Molecular Gastroenterology and Hepatology, Graduate School of Medical Science, Kyoto Prefectural University of Medicine, 465 Kawaramachi Hirokoji Kamigyo-ku, Kyoto, 602-8566, Japan.
Department of Gastroenterology, Kyoto Chubu Medical Center, Nantan, Japan.

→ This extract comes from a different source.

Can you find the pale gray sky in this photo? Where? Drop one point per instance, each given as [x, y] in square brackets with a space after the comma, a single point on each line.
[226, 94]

Clin J Gastroenterol. 2024 Apr;17(2):253-257. doi: 10.1007/s12328-023-01907-6. Epub 2024 Jan 8.
Neuroendocrine tumors (NETs) of the ampulla of Vater are rare. Therefore, there is a lack of comprehensive information regarding their pathogenesis. We herein present the case of a patient with a 5-mm ampullary NET who demonstrated the presence of lymphatic invasion after undergoing endoscopic papillectomy. A 44-year-old woman was referred to our hospital for treatment of a grade 1 NET in the ampulla of Vater. Endoscopic ultrasonography revealed a hypoechoic mass within the submucosal layer without obvious infiltration into the common bile duct or the main pancreatic duct. We performed underwater endoscopic papillectomy (UEP) to remove the tumor with a negative margin. Pathological evaluation of the resected specimen showed a grade 1 NET with a negative margin. However, pancreaticoduodenectomy was subsequently performed because of the risk of lymph node metastasis, which was expected due to the significant number of NET cells infiltrating the endothelium of the lymphatic vessels. No lymph node metastasis or recurrence was observed during the 26-month follow-up period. UEP is a useful method to achieve complete resection for diagnostic and therapeutic purposes. UEP may be a novel option for endoscopic treatment of ampullary NET.
壶腹神经内分泌肿瘤(NETs)较为罕见,因此,其发病机制的相关信息较为缺乏。本文报道了 1 例内镜下乳头括约肌切开术(endoscopic papillectomy,EP)后存在淋巴管浸润的 5mm 壶腹 NET 患者。1 例 44 岁女性因壶腹部 1 级 NET 就诊于我院。内镜超声检查显示黏膜下层低回声肿块,胆总管和主胰管无明显浸润。我们采用水下内镜乳头括约肌切开术(underwater endoscopic papillectomy,UEP)切除肿瘤,切缘阴性。切除标本的病理评估显示为 1 级 NET,切缘阴性。然而,由于淋巴管内皮有大量 NET 细胞浸润,预计存在淋巴结转移风险,故随后行胰十二指肠切除术。在 26 个月的随访期间,未观察到淋巴结转移或复发。UEP 是一种用于诊断和治疗目的的完整切除的有效方法。对于壶腹 NET,UEP 可能是一种新的内镜治疗选择。